SHIFT Campaign Research Plane Flight Area Map
The Surface Biology and Geology High-Frequency Time Series (SHIFT) campaign employs a research plane carrying the AVIRIS-NG (Airborne Visible/Infrared Imaging Spectrometer-Next Generation) instrument. From late February to late May 2022, the plane is collecting spectral data of land and aquatic plant communities over a 640-square-mile (1,656-square-kilometer) study area in Santa Barbara County and the nearby ocean. SHIFT is jointly led by NASA's Jet Propulsion Laboratory, the University of California, Santa Barbara (UCSB), and The Nature Conservancy.
The aerial portion of SHIFT flies on an approximately weekly basis over the study area, which includes the Jack and Laura Dangermond Preserve, owned by The Nature Conservancy, and the Sedgwick Reserve, operated by UCSB. SHIFT combines the ability of airborne science instruments to gather data over widespread areas with the more concentrated observations scientists conduct in the field to study the functional characteristics, health, and resilience of plant communities.

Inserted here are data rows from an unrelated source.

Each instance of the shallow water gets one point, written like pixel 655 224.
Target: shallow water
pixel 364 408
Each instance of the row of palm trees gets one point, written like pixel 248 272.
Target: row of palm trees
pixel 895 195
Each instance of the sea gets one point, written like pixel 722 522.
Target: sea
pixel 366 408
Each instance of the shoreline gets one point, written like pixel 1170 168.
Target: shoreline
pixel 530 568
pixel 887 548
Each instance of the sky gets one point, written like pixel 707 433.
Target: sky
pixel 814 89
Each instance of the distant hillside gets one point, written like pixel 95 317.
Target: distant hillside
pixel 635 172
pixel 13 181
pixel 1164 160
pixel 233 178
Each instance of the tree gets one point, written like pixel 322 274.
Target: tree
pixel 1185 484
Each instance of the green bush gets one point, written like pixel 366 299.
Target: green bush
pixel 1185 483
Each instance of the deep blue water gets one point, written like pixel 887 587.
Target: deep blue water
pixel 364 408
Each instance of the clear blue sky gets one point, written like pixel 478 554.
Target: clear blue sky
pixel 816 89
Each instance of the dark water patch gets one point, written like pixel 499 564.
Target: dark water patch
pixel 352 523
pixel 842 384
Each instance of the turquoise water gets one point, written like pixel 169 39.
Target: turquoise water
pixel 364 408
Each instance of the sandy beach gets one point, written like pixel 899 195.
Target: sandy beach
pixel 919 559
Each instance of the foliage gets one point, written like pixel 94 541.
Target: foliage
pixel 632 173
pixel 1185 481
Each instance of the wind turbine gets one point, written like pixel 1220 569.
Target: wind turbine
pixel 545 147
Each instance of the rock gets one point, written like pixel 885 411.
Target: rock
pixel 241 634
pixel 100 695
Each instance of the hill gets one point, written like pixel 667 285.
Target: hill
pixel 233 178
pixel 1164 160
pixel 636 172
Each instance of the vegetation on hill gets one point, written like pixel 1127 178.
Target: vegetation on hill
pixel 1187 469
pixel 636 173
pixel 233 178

The sampling and analysis done by researchers on the ground and in the ocean is intended to validate data taken by AVIRIS-NG and help scientists design data collection and processing algorithms for NASA's proposed Surface Biology and Geology (SBG) mission, which would launch no earlier than 2028. The data is also intended to support the research and conservation objectives of The Nature Conservancy, which owns the Dangermond Preserve, and UCSB, which operates the Sedgwick Reserve, another nature preserve within the study area. More than 60 scientists from institutions around the U.S. have indicated they intend to use the SHIFT data in their research.